Optimization of some target function is of great relevance in many fields, including finance (portfolio optimization), engineering (minimizing air resistance), and statistics (likelihood maximization). Often, the optimization problem cannot be solved analytically, for example when explicit formulas for gradient or Hessian are unknown. In these cases, numerical optimization algorithms are helpful. They iteratively explore the parameter space, guaranteeing to improve the function value over each iteration, and eventually converge to a point where no more improvements can be made (Bonnans et al. 2006).

In R, several functions are available that can be applied to
numerically solve optimization problems, including (quasi) Newton
(`stats::nlm()`

, `stats::nlminb()`

,
`stats::optim()`

), direct search
(`pracma::nelder_mead()`

), and conjugate gradient methods
(`Rcgmin::Rcgmin()`

). The CRAN Task View:
Optimization and Mathematical Programming provides a comprehensive
list of packages for solving optimization problems.

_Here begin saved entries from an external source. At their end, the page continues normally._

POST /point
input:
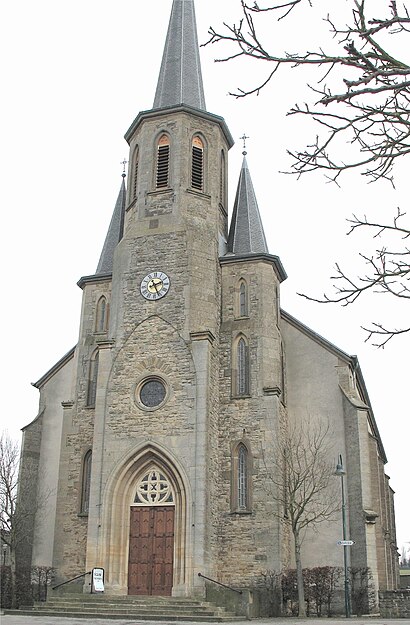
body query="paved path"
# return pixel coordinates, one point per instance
(12, 619)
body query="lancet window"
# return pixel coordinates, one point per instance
(86, 483)
(243, 299)
(92, 380)
(242, 477)
(162, 178)
(197, 164)
(101, 316)
(222, 180)
(242, 358)
(135, 174)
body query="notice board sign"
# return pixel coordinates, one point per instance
(97, 580)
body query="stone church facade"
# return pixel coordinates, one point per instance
(155, 432)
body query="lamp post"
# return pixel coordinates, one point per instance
(340, 471)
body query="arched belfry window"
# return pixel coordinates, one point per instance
(197, 164)
(135, 174)
(101, 316)
(242, 367)
(86, 483)
(243, 299)
(92, 380)
(162, 178)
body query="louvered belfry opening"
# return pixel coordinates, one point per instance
(135, 174)
(163, 162)
(197, 164)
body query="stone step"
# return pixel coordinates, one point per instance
(129, 607)
(197, 618)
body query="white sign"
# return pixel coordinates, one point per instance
(97, 582)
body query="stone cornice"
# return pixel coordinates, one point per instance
(96, 279)
(205, 335)
(275, 261)
(182, 108)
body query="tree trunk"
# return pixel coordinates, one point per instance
(13, 578)
(299, 576)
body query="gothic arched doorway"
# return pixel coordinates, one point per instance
(151, 539)
(134, 501)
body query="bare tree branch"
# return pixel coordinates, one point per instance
(302, 484)
(373, 113)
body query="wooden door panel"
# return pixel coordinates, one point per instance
(151, 551)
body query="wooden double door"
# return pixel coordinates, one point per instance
(151, 551)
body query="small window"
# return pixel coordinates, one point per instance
(242, 382)
(242, 477)
(197, 164)
(241, 484)
(243, 299)
(163, 162)
(222, 180)
(101, 315)
(135, 174)
(86, 483)
(92, 380)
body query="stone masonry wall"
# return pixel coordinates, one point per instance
(395, 604)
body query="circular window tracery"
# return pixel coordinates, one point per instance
(151, 393)
(154, 489)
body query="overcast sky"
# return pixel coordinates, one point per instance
(75, 75)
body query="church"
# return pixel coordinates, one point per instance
(155, 433)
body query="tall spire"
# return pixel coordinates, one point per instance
(246, 235)
(180, 78)
(114, 234)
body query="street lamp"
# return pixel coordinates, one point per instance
(340, 471)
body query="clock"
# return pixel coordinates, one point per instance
(155, 285)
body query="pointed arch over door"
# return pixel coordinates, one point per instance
(151, 542)
(125, 532)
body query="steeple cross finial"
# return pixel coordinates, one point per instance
(123, 163)
(244, 137)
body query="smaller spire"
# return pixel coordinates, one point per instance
(115, 230)
(246, 234)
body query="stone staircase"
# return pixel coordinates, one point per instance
(94, 606)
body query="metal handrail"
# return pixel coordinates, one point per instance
(220, 583)
(71, 580)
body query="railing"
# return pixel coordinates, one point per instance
(220, 583)
(71, 580)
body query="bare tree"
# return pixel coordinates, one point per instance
(360, 105)
(362, 94)
(302, 485)
(386, 272)
(9, 461)
(19, 506)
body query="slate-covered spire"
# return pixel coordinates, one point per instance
(114, 234)
(246, 235)
(180, 78)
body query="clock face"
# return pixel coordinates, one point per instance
(155, 285)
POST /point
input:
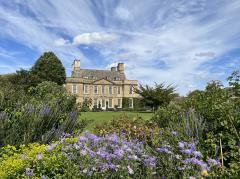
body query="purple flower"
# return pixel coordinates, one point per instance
(187, 151)
(3, 115)
(30, 109)
(192, 146)
(181, 145)
(197, 154)
(130, 170)
(23, 156)
(91, 136)
(82, 139)
(51, 147)
(119, 153)
(132, 157)
(29, 172)
(39, 156)
(213, 162)
(163, 150)
(45, 111)
(83, 152)
(150, 161)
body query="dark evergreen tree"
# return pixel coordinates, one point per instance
(159, 95)
(49, 68)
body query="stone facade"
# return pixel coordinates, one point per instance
(106, 88)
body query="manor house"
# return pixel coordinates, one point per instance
(106, 88)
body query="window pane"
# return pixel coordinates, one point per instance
(110, 103)
(131, 89)
(110, 89)
(103, 103)
(74, 89)
(103, 89)
(119, 90)
(96, 89)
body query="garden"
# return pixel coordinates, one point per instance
(43, 133)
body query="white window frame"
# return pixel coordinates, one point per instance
(95, 92)
(76, 90)
(110, 99)
(86, 89)
(119, 103)
(131, 89)
(119, 89)
(110, 87)
(103, 103)
(130, 102)
(103, 89)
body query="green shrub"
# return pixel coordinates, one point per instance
(48, 112)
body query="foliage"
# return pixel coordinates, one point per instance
(133, 128)
(41, 115)
(49, 68)
(138, 104)
(85, 105)
(159, 95)
(110, 156)
(24, 79)
(212, 115)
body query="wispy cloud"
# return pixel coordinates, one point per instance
(170, 41)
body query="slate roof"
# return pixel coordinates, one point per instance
(99, 74)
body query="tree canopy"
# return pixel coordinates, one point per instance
(159, 95)
(49, 68)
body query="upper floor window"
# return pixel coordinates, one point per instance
(110, 103)
(74, 89)
(103, 89)
(119, 103)
(110, 89)
(95, 89)
(119, 89)
(130, 103)
(130, 89)
(95, 102)
(85, 89)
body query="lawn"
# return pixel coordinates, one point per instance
(101, 117)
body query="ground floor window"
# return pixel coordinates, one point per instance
(119, 103)
(95, 102)
(103, 103)
(130, 103)
(110, 103)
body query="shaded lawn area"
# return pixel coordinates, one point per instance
(105, 116)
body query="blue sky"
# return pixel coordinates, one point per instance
(182, 42)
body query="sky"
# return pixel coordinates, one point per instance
(180, 42)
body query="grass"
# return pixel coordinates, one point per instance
(101, 117)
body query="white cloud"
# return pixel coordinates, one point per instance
(94, 38)
(61, 42)
(159, 41)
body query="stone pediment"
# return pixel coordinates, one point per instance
(103, 82)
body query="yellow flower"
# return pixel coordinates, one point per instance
(204, 173)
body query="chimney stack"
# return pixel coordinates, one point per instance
(120, 67)
(113, 68)
(76, 65)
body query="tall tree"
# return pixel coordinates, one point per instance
(49, 68)
(159, 95)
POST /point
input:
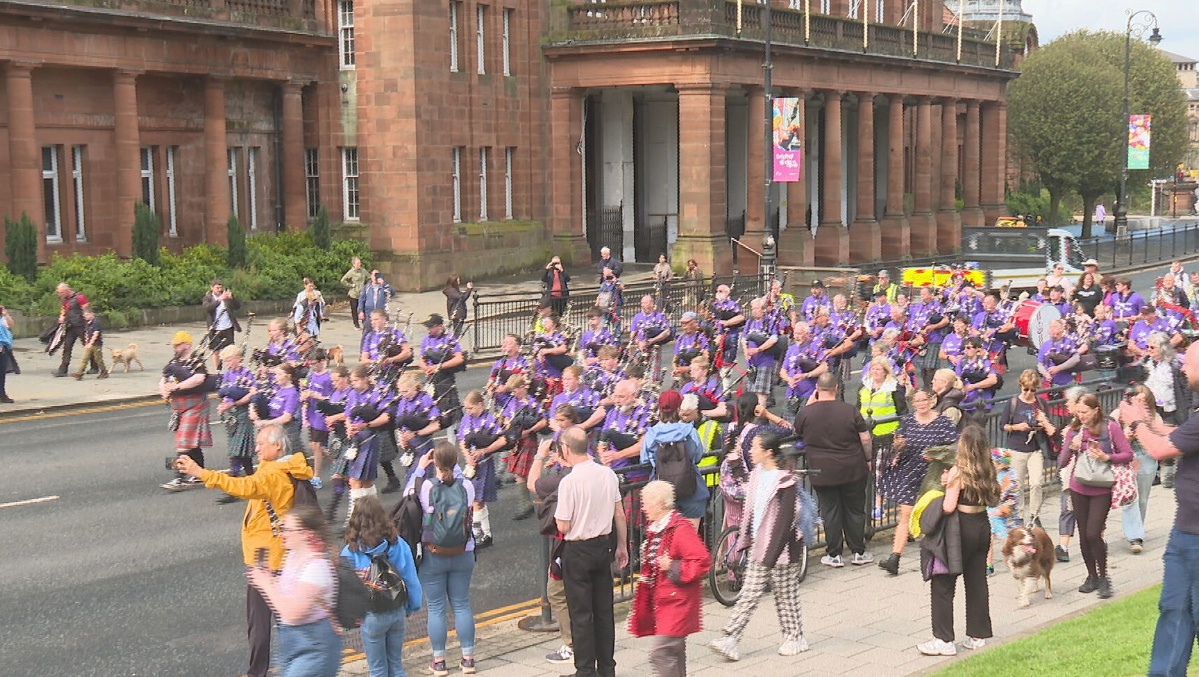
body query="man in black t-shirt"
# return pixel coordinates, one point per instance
(1175, 635)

All these functions
share the requirement that initial parameters values must be supplied
from where the optimization is started.

Optimization theory (Nocedal and Wright 2006) shows that the choice of an initial point has a large influence on the convergence time and rate. In general, starting in areas of function saturation increases computation time, starting in areas of non-concavity may lead to convergence problems or convergence to local rather than global optima. Therefore, numerical optimization can be facilitated by putting effort on identifying good starting values. However, it is generally unclear what plausible initial values are and how they might affect the optimization problem at hand.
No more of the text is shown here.